Every time the Mets and Phillies get together, there is a race to define the expectations and import of the series that would make the post-Iowa Caucus spin room look like a sane place. The Mets need to make a statement. The opening weekend home attendance depends on a single series. The win is a symbol of success for Sandy Alderson.
The effort is also made to downplay such victories. The cliche “just another game” is thrown around quite a bit.
The answer is found somewhere in the middle, and it is important not to lose sight of that fact. It is okay for the fans to care more about these games- they should.
Look, if the Mets are going to challenge the Phillies, who look to be the best team in the National League East, these games count twice as much as any other game. Each win is a Met win and a Philly loss (or vice versa). When the Mets beat the Cubs, it has no effect on Philadelphia’s record. That is true in April; that is true in September.
Going back to 2007, the Mets failed to beat Philadelphia once after June 30. Had they done so, just once, 2007 becomes the year they almost lost the division.
It is also a win against one of the better teams on New York’s schedule- presumably, the harder victories to get. There is some minimum number of wins the Mets will need to make the playoffs, so getting one against one of the good teams makes reaching that goal incrementally easier than doing so against a weak team.
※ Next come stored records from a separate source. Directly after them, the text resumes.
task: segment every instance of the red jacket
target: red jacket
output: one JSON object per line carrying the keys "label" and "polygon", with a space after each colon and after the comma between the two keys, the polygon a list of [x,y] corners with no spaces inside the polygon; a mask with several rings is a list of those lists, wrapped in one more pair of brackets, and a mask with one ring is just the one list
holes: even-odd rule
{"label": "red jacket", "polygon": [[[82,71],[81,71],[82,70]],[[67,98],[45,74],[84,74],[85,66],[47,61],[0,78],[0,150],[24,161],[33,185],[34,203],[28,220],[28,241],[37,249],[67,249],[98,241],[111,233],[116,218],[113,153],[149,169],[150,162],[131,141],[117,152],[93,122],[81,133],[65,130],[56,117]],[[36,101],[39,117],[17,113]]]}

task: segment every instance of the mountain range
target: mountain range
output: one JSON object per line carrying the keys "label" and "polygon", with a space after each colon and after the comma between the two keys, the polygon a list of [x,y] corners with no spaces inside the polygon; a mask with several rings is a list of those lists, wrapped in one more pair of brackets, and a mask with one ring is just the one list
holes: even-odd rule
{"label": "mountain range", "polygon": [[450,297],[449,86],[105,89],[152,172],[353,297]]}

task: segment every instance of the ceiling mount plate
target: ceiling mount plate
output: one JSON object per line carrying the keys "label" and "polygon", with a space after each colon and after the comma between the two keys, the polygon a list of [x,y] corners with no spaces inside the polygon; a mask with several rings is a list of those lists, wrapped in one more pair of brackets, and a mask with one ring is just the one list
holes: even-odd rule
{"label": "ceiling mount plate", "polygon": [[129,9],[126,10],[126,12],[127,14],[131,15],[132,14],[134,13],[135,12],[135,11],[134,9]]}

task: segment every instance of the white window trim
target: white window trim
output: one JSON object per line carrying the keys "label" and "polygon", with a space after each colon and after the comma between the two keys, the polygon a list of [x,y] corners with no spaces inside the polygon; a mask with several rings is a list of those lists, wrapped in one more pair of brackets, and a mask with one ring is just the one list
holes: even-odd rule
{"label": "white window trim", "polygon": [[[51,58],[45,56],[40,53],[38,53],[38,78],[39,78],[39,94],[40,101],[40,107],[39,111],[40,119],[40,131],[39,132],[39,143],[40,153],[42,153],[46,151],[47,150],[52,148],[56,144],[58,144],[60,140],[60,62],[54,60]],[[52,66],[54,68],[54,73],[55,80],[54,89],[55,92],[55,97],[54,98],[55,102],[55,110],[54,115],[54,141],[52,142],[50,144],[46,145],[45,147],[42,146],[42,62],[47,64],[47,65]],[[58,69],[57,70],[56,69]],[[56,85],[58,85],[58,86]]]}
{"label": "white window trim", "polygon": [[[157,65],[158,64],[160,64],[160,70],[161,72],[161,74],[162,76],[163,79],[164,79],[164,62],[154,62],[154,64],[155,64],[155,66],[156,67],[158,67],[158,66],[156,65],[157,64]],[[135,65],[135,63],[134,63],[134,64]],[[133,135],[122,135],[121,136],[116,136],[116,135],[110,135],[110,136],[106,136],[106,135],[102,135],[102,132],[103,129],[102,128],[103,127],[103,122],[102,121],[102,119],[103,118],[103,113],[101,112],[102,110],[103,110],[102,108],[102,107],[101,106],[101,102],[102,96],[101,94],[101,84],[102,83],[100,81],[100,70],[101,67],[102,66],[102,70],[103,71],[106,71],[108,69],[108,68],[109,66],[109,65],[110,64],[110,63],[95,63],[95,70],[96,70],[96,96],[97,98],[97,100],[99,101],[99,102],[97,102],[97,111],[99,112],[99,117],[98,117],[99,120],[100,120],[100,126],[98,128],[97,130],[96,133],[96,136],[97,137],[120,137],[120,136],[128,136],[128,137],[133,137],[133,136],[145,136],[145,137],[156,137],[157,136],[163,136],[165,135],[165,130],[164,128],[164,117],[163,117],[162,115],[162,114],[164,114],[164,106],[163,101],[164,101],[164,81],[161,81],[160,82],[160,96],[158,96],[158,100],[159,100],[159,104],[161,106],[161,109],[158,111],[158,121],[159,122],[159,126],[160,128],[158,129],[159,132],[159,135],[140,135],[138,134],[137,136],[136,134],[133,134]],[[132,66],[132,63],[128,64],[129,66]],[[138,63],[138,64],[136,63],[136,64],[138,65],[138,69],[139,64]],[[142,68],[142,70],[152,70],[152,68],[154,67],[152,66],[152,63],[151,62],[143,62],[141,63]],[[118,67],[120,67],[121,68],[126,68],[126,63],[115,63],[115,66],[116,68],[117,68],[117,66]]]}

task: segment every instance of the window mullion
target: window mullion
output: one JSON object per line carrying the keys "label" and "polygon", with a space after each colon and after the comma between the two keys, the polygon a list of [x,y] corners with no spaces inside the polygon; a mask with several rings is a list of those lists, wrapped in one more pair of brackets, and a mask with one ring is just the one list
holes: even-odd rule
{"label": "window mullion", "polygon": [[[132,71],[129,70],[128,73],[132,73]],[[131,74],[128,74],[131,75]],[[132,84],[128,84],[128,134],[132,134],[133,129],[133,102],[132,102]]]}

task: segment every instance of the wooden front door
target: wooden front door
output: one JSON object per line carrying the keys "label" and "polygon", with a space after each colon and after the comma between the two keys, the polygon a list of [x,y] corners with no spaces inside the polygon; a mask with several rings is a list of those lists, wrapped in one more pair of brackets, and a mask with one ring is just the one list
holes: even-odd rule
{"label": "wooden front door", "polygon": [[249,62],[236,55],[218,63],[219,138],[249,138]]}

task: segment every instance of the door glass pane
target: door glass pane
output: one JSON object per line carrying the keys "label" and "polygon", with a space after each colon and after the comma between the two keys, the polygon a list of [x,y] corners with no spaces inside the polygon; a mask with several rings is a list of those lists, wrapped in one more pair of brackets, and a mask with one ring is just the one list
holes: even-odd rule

The same is true of road wins, generally harder to come by than home wins. So the win is not just a win; not in statistical context.
I know anything can happen in baseball. But when Oakland comes to Citi Field in June, a win will not help the Mets at the expense of a division rival- not without seriously misguided in-season realignment.
Now, is there another component to victories over Philadelphia? Let me put it this way: I’m not prepared to say definitively that a win against Philadelphia fails to provide any confidence boost to the Mets, though I am skeptical of the idea that we know it will. It is hard to imagine a victory hurts the team’s confidence going forward. And the Mets do have another 17 games left against the Phillies, so even if the win boosts the confidence of a tiny portion of the roster, that could provide a boost as well.
Point is, no one needs to rely on that as a rationale for caring more about these games. It is an outsized win against the likely competition for a division title. That’s why it isn’t just another game.